Raymond Jackson, president of Amalgamated Transit Union (ATU) Local 689, which represents a majority of the DC area’s transit workers, told the Post that the problem is solely due to low wages. “I really don’t think the problem is the driver shortage. I think that the problem is the wage shortage,” the ATU official said.

If this is so, then the ATU itself is responsible for the unendurable working conditions within the DC transit system. Metrobus drivers start at $20 during training and $25.51 after graduating from its training program. This translates to average yearly earnings of roughly $50,000, nearly $30,000 less than the amount estimated to be needed to live “comfortably” in the DC area, according to a 2017 report by GoBankingRates.com. An October report by local publication WTOP found that “a two-bedroom in the District for 30% of one’s gross income is doable with a salary around $126,000, accounting for other living costs.”

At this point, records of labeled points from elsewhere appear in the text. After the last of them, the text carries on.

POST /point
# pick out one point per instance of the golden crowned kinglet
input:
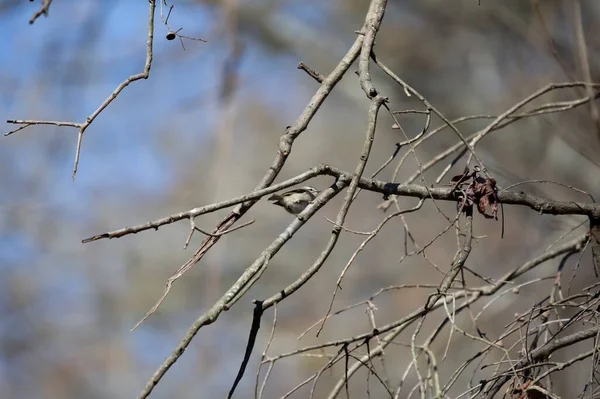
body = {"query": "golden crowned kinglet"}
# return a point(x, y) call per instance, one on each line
point(294, 201)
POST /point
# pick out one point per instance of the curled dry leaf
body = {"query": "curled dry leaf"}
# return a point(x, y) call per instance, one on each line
point(481, 191)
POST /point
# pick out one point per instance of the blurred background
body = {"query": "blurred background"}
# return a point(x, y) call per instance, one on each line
point(204, 127)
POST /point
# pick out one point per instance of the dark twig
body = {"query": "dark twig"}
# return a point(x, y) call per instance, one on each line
point(42, 10)
point(314, 74)
point(257, 315)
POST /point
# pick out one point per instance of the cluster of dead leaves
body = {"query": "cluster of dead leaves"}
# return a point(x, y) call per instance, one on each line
point(480, 191)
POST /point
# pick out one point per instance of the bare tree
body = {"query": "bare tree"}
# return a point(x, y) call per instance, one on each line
point(488, 321)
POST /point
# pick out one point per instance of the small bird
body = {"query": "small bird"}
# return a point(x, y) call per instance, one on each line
point(294, 201)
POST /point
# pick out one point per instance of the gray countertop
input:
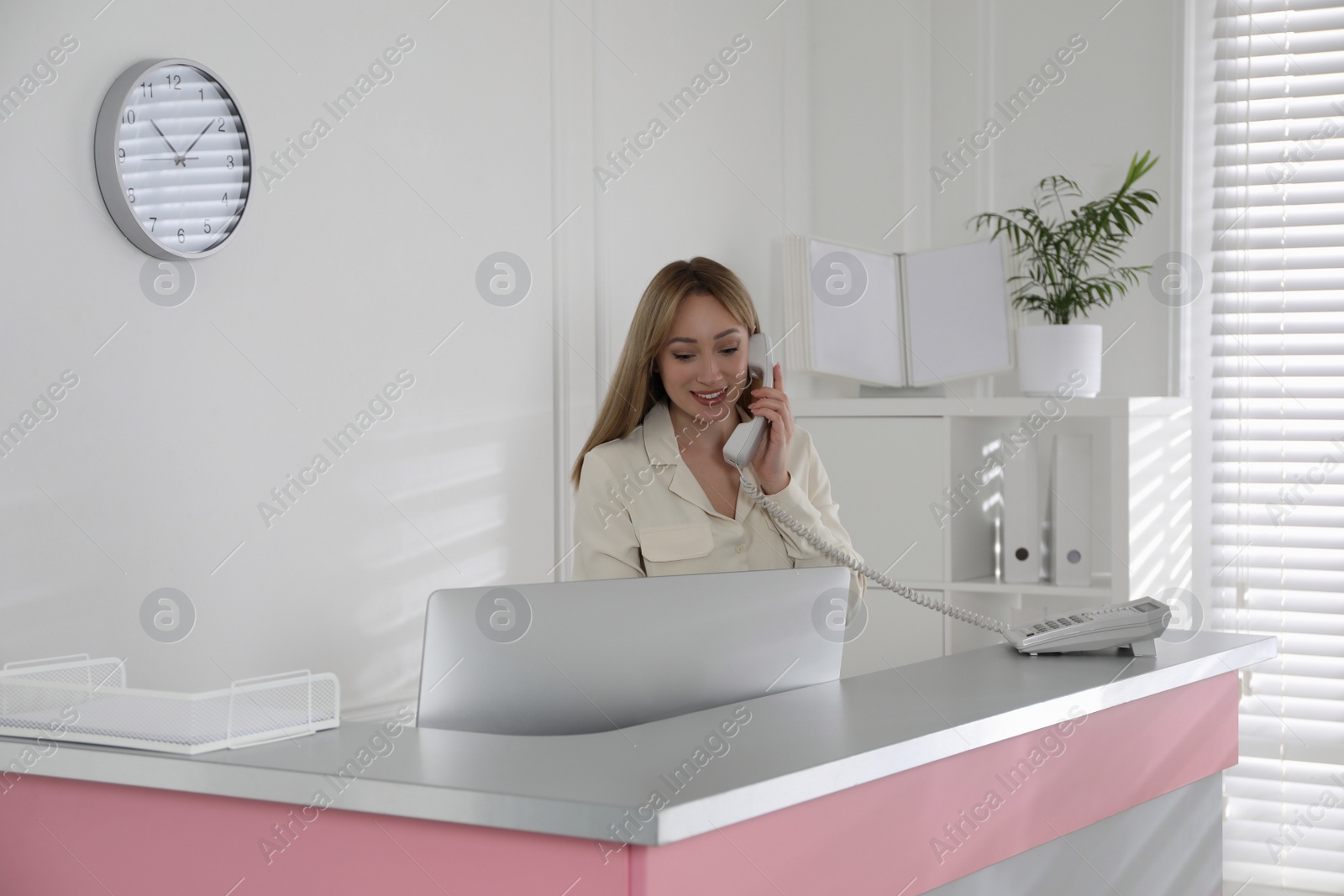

The ATU is perfectly content to let its members live in poverty laboring for the DC transit system and its various privatized and public operators. The ATU allowed a 2019-2020 strike over low pay at private bus operator Transdev to remain isolated for nearly four months while its public membership in WMATA was forced to work, keeping metro in service while it scabbed on its own members.

During the COVID-19 pandemic the ATU has forced its membership to serve on the front lines. This is of a piece with the Transport Workers Union (TWU) and other unions nationally that have allowed their members to become infected on the job and die.

WMATA published its latest COVID-19 information on its website Friday, December 3, noting that there have been a total of 1,950 confirmed positive cases among workers and 7 who died from COVID-19.

In general, the Washington, DC region has also been experiencing a rise of COVID-19 cases. The current 7-day average is at 175 cases as of Tuesday, an increase of nearly double since the mid-October low of 90 cases per day.